"I have the audacity to believe that peoples everywhere can have three meals a day for their bodies, education and culture for their minds, and dignity, equality, and freedom for their spirits."
–from the Reverend Martin Luther King, Jr.'s
Nobel Prize acceptance speech in 1964
The Martin Luther King, Jr. National Memorial was designed to evoke a symbolic journey through struggle into hope. To enter the memorial, visitors must pass through a 30-foot boulder, inscribed with the famous words from King's iconic 1963 "I Have a Dream" speech: "Out of the mountain of despair, a stone of hope." Just beyond the entrance, one wedge of rock distinctly emerges from the boulder—the "Stone of Hope" that stands at the centerpiece of the memorial—a contemplative depiction of King overlooking the Tidal Basin.
Visitors who pass through the "Mountain of Despair" can also view the 450-foot crescent-shaped granite wall that surrounds the central motif, inscribed with quotations by King representing themes of justice, democracy, hope, and love. The quotations span King's career, from his rise to prominence during the 1955 bus boycotts in Montgomery, Alabama, to his last sermon at the National Cathedral in Washington, D.C., in 1968, just four days before his assassination.

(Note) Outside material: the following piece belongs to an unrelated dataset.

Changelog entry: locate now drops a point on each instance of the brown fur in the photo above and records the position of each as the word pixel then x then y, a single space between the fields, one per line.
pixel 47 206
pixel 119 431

The quotes are not displayed in chronological order, however, so that visitors may start reading at any point without following a predetermined path.
The memorial includes 182 cherry trees, complementing the famous collection of trees given as a gift from Japan as a symbol of peace and unity in 1912. Each year, thousands of tourists flock to the National Mall to see these cherry blossoms at their peak; the blooms coincide with the anniversary of King’s assassination on April 4, 1968.
This 2011 tribute to King's legacy is the first major memorial on the National Mall to honor an African American and a leader who was not an American president.